Interview mit Eberhard Diepgen: „In Berlin wurde falsch und zu viel gespart“
Nachfolge von Klaus Wowereit, altersgerechtes Wohnen und Fehler am Flughafen BER: Im großen Tagesspiegel-Interview plädiert Berlins ehemaliger Regierender Bürgermeister Eberhard Diepgen dafür, den Flughafen Tegel offenzuhalten.
Herr Diepgen, Sie bleiben Titelverteidiger als am längsten amtierender Regierender Bürgermeister. Nach dem angekündigten Rückzug von Klaus Wowereit – wird Sie noch irgendjemand einholen können?
Unwahrscheinlich. Angesichts der immer hektischer werdenden Medienlandschaft und der immer komplexeren Aufgabe würde ich sagen: Zehn Jahre sind heute genug.
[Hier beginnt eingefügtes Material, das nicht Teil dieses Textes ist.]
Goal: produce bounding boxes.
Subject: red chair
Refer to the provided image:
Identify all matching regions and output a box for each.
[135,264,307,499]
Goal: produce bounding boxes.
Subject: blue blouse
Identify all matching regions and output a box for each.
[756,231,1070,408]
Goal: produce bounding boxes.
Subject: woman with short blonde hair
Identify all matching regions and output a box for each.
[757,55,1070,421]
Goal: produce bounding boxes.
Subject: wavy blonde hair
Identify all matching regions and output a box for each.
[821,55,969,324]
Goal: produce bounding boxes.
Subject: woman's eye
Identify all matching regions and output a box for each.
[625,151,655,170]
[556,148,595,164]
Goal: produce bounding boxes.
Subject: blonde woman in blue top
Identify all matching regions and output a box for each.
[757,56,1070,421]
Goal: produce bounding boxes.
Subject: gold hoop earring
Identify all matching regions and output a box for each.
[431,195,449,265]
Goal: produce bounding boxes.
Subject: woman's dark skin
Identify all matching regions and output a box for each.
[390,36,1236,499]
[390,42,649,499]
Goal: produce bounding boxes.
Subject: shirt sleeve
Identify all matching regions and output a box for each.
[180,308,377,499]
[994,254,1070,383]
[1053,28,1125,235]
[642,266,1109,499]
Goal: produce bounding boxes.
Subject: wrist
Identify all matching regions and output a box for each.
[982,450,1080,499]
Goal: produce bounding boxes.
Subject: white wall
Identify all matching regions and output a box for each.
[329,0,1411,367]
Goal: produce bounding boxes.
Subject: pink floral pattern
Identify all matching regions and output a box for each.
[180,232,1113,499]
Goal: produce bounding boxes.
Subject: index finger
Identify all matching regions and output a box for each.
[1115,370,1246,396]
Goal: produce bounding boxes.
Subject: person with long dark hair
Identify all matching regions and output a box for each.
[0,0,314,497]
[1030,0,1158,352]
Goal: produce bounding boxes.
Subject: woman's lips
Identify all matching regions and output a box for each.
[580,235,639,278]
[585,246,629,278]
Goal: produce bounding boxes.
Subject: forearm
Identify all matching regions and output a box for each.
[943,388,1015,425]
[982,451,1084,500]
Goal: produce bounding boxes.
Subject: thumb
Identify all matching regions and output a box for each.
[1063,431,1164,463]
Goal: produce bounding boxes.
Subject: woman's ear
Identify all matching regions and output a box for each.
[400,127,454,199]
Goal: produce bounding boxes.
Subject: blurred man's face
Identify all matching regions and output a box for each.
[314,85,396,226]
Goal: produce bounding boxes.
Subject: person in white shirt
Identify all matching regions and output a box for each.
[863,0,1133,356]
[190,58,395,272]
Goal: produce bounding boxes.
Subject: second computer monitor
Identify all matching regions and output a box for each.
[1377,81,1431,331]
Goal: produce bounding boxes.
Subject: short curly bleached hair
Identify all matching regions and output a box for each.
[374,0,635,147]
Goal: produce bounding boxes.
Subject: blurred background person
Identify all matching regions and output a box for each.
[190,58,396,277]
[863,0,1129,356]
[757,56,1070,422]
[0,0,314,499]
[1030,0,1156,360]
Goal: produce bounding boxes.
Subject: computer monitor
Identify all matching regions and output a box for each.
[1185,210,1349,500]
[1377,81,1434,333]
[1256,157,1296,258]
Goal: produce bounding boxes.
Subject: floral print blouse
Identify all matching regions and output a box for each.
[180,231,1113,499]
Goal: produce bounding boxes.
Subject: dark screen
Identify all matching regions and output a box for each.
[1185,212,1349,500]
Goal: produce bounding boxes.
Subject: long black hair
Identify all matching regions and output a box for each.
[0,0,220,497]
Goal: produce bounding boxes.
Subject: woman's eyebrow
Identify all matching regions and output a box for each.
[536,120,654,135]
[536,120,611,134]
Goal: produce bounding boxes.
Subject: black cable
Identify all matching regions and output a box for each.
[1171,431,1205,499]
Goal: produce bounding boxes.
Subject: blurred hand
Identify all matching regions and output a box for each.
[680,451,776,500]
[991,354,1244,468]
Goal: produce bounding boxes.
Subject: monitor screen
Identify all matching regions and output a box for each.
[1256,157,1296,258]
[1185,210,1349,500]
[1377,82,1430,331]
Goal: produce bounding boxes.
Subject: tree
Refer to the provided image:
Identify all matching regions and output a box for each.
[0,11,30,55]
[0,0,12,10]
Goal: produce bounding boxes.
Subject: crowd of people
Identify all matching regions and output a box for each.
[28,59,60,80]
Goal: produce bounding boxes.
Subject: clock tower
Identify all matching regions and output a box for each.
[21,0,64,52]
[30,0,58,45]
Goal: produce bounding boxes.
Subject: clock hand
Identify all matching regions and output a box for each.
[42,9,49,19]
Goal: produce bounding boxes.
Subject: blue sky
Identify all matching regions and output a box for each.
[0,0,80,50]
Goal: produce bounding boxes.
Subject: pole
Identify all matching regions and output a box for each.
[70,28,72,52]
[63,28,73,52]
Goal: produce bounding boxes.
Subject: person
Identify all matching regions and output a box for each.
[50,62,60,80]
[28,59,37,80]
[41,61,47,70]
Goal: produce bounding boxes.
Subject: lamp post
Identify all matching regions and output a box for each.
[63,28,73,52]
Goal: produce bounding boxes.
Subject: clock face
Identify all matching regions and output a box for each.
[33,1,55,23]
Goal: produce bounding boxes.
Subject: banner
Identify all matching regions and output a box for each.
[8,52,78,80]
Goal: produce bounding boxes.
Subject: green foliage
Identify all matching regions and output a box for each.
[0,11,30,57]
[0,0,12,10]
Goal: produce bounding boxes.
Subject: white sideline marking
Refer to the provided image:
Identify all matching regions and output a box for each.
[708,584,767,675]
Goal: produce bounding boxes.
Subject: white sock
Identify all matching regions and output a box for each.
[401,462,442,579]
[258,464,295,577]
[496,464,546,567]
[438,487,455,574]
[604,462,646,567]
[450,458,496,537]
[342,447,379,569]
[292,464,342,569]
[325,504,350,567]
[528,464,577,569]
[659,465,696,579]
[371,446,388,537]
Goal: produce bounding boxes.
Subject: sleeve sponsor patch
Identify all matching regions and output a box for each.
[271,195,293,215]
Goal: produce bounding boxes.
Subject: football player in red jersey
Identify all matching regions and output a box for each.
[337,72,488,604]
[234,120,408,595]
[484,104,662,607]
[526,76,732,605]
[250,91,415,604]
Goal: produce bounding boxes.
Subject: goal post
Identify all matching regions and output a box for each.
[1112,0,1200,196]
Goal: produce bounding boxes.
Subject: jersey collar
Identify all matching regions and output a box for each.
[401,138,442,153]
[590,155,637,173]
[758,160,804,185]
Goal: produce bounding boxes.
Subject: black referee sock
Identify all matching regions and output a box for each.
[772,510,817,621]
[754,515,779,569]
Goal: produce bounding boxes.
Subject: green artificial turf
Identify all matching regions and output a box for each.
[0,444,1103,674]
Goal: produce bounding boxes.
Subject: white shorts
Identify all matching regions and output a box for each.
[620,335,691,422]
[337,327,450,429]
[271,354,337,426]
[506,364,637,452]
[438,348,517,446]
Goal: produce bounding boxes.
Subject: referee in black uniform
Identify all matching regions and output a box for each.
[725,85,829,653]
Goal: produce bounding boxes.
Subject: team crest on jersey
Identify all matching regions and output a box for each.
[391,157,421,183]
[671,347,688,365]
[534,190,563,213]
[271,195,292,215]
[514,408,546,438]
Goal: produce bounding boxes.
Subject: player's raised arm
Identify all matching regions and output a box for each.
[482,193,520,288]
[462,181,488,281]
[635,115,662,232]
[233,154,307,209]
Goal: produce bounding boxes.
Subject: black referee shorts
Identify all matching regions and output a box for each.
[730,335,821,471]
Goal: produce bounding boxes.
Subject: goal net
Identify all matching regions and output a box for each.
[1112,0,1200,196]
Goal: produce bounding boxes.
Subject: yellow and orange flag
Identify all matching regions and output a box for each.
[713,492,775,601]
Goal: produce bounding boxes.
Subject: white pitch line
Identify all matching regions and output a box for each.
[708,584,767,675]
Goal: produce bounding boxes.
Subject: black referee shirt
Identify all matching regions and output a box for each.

Selbst die größten Erfolge werden ganz schnell alt.
In seiner Rückzugserklärung hat Klaus Wowereit die Häme beklagt, mit der er als Regierender Bürgermeister überzogen worden sei, auch von Gülle hat er gesprochen. Haben Sie das ähnlich erlebt?
(lacht): Ja.
Haben Sie sich ungerecht behandelt gefühlt?
Gerecht und ungerecht, im Umgang mit Politikern sind das doch Fremdworte.
Grollen Sie noch wegen der Art und Weise, wie Wowereit Sie abgelöst hat?
Das ist 13 Jahre her. Er wollte damals die SPD mit dem Bruch der Koalition aus der babylonischen Gefangenschaft mit der CDU befreien; im Wettkampf der Parteien hatte ich dafür Verständnis. In der öffentlichen Kommentierung hätte ich mir mehr Sachlichkeit gewünscht.
Was beklagen Sie?
Es wurde – zum Teil ja auch noch heute – jede Menge Unsinn verbreitet. So wurde der Eindruck erweckt, wir seien schuld gewesen an den Schulden. Aber der Bund hatte Berlin in den Neunzigern auf einen kalten Entzug gesetzt und die Stadt trotz der Aufgaben beim Zusammenwachsen der wiedervereinigten Stadt in Schulden gezwungen. Massive Eingriffe gab es auch vor Wowereit. Denken Sie nur an die Abschaffung von elf Berliner Bezirken. Erst mit dem Umzug von Parlament und Regierung nach Berlin am Ende meiner Amtszeit wurde es etwas besser. Inzwischen hat der Bund viele Kosten für das Berliner Kulturangebot und auch in der Sozialpolitik übernommen. Das hilft dem Haushalt.
Wofür steht die Ära Wowereit?
Er hat das Lebensgefühl und die Ausstrahlung und Anziehungskraft einer lebensfrohen Metropole geprägt. Aber das ist nur ein Teil der Stadt.
Was für einen Typ Bürgermeister braucht die Stadt jetzt?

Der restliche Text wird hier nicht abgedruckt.